L'assessore Nicolo' a Telenord: "Con le Case di Comunità meno pressione sui PS. Entro l'anno un nuovo bando per infermieri"
di Filippo Serio
Eclissi di sole, ondate di calore e Case della Comunità: intervista a tutto tondo
Si parla delle raccomandazioni in vista dell'eclissi di sole visibile anche in Liguria, ma anche dell'ondata di calore che sta investendo la nostra regione fino al bilancio sull'attività delle Case della Comunità liguri. A Telenord intervista a tutto tondo con l'assessore regionale alla Sanità Massimo Nicolo'.

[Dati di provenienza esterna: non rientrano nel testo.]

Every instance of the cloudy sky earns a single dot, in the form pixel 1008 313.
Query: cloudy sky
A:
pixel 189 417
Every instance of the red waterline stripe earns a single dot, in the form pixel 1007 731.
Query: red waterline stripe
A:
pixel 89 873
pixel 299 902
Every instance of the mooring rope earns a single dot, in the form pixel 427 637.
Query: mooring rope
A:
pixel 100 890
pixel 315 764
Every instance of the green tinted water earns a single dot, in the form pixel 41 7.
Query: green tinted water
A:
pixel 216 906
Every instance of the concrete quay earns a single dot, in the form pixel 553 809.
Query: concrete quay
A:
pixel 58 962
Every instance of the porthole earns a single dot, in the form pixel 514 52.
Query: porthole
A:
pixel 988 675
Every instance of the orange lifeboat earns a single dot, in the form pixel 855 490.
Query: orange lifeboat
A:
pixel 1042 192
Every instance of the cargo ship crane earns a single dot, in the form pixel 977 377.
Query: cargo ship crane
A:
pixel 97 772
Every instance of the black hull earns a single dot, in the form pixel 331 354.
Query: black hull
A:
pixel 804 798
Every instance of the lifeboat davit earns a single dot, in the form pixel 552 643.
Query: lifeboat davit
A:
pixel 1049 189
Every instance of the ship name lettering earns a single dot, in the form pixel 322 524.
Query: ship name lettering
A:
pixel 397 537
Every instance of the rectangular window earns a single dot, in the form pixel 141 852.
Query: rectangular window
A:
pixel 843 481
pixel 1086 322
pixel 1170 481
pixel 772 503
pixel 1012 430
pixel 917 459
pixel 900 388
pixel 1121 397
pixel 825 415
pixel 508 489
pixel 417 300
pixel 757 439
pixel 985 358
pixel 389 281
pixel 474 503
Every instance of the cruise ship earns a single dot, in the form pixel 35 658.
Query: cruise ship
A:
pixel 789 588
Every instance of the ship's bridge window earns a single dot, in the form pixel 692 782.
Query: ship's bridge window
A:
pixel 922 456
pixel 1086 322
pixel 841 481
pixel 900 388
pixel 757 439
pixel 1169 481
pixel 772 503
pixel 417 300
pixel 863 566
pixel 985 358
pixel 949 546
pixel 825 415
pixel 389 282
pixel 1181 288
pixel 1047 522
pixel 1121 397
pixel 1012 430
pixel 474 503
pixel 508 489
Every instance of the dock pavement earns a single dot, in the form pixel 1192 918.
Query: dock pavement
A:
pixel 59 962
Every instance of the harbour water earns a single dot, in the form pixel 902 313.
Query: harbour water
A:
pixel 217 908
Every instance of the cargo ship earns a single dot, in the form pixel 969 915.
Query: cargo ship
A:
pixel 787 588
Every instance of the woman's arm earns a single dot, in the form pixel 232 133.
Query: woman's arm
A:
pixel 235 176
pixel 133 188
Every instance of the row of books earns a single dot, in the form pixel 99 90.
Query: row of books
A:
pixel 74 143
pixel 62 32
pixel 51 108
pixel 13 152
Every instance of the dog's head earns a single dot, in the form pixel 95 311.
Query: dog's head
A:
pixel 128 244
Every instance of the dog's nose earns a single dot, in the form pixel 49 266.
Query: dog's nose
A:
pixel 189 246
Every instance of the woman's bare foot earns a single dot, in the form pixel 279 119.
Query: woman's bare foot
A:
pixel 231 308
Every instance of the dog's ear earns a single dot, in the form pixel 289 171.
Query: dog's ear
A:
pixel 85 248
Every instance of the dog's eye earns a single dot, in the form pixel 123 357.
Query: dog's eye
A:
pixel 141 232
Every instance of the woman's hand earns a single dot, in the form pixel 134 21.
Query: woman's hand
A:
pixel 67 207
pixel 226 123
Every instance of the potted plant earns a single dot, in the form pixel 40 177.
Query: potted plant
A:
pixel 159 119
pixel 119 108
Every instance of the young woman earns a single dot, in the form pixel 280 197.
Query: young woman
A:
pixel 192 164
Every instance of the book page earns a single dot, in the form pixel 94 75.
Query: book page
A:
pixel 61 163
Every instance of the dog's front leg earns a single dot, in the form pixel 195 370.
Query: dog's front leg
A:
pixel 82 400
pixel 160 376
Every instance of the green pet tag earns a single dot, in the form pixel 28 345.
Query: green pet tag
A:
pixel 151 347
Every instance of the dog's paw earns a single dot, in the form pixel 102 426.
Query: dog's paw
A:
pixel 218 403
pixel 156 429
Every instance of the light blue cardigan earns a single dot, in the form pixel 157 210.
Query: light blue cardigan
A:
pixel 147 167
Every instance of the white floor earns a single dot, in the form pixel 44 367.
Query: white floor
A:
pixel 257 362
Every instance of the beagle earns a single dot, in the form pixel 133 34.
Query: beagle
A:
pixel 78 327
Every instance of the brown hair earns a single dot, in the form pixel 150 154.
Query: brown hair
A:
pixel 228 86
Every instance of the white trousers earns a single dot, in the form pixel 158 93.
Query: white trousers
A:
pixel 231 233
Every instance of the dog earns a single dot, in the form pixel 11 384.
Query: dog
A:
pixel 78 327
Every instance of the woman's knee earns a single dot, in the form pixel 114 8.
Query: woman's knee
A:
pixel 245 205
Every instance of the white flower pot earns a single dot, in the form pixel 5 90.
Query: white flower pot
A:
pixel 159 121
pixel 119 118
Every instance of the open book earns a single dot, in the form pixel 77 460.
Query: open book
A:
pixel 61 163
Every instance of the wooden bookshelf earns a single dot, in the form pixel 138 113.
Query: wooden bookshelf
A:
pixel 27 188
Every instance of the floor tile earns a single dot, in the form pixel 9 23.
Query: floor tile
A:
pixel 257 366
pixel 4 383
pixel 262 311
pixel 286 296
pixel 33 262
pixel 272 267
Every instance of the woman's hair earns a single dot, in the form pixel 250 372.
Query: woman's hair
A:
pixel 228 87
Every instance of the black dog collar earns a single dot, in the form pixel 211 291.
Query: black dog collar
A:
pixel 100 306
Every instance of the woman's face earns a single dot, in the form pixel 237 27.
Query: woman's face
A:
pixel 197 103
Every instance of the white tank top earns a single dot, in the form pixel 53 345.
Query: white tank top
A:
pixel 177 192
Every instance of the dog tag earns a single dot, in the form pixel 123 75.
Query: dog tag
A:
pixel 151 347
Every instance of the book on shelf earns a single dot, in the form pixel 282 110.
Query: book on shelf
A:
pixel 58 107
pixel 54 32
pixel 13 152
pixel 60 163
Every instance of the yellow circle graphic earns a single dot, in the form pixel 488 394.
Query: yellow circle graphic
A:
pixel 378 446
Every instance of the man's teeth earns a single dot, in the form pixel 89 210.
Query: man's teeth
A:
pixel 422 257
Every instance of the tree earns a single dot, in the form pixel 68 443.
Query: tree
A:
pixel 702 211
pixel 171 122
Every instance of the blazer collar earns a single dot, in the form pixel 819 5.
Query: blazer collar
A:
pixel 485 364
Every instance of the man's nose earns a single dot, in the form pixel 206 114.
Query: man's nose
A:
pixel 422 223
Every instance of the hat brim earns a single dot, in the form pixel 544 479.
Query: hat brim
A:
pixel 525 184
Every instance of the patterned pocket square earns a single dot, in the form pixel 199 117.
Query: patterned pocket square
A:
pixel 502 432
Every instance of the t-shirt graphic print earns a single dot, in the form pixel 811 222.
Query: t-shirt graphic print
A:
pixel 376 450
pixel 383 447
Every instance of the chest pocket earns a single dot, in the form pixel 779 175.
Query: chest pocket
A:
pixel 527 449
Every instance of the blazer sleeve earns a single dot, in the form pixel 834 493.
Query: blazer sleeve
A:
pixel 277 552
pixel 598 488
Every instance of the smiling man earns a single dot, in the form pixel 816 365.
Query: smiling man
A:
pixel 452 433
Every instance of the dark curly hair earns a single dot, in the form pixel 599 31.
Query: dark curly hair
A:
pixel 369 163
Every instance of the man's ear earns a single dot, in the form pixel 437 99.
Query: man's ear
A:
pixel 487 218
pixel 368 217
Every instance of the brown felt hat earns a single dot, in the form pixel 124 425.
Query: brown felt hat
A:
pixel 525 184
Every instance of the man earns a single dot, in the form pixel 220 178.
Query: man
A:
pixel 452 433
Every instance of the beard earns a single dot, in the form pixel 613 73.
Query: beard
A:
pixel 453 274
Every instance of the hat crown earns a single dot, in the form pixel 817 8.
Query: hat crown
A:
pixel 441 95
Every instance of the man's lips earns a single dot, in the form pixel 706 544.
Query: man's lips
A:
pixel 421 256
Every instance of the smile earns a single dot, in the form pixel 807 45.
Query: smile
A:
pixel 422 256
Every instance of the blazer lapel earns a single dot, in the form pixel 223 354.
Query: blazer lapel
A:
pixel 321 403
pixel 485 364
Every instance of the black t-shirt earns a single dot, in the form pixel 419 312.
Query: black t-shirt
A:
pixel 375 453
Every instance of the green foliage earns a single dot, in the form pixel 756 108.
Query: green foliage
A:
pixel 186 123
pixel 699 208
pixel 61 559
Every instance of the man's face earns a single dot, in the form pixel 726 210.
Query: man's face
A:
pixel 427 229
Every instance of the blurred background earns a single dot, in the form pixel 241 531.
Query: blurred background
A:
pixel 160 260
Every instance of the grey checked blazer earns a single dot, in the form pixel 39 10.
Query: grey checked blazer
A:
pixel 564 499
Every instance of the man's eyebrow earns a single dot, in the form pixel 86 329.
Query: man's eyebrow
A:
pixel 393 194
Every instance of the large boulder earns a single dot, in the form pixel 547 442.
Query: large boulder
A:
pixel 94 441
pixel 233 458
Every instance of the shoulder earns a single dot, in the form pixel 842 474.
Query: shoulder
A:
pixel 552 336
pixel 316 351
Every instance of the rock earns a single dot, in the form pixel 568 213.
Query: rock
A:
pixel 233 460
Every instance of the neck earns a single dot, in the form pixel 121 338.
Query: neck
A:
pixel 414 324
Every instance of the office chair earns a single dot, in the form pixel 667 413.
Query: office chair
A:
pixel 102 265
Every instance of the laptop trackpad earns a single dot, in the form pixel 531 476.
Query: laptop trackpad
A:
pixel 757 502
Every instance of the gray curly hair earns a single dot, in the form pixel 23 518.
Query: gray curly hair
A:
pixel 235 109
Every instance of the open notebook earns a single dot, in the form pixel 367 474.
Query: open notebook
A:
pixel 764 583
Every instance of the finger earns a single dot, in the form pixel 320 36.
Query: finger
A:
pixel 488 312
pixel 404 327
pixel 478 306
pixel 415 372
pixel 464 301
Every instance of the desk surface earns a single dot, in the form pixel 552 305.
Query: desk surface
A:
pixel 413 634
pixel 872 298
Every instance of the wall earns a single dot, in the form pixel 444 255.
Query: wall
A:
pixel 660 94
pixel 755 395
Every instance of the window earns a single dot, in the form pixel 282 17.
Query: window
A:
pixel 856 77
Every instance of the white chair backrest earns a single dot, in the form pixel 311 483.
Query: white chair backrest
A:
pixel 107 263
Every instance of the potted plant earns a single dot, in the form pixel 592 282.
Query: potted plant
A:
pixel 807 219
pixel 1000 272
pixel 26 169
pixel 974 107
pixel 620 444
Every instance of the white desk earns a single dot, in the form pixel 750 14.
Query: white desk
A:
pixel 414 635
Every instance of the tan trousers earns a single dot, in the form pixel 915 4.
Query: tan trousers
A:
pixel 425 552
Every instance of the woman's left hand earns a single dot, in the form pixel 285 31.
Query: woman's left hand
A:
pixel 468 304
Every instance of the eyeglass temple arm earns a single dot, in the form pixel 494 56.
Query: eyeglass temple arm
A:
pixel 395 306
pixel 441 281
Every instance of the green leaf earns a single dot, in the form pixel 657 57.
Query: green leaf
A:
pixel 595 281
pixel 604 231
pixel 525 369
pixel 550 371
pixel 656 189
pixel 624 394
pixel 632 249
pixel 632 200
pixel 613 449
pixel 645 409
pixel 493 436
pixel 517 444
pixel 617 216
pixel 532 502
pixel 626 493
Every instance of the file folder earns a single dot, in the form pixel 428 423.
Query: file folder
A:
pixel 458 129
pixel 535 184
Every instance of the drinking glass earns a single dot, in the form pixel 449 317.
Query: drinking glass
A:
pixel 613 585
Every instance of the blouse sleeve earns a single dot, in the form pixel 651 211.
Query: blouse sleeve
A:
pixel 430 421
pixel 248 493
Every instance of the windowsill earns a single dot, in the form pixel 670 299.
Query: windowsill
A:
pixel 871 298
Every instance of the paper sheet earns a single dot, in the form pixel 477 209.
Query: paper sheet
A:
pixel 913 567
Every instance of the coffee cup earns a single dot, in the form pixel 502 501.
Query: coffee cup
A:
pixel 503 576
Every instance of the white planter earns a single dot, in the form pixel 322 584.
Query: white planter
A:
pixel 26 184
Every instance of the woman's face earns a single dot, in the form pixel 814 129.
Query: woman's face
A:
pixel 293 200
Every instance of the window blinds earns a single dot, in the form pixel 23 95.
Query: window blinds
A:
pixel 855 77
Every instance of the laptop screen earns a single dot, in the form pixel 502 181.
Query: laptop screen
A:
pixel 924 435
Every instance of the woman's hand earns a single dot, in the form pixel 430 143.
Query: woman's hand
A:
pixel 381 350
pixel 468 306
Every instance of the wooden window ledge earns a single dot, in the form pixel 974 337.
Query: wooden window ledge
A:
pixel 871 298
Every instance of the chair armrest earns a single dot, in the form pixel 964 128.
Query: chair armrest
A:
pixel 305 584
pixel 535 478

Eclissi di sole, massima attenzione
Mercoledì 12 agosto sarà ben visibile anche in Liguria un'eclissi completa di sole, evento molto raro. Dall'assessore l'appello a "non guardarla senza protezioni, anzi sarebbe meglio non guardarla proprio. Perché il rischio è quello di riportare delle ustioni irreversibili alla retina, in particolare della parte centrale della retina che è la macula. E di conseguenza ridurre in modo irreversibile la capacità di vedere"
Attenzione perchè non bastano nemmeno gli occhiali da sole: "Assolutamente no - prosegue l'assessore - la protezione minima necessaria è quella di acquisire dispositivi certificati in vendita nei negozi di ottica e di astronomia. Occhiali da sole, telescopi, macchine fotografiche non garantiscono alcuna protezione dai raggi ultravioletti. E i sintomi si possono presentare anche dopo mezz'ora dall'esposizione"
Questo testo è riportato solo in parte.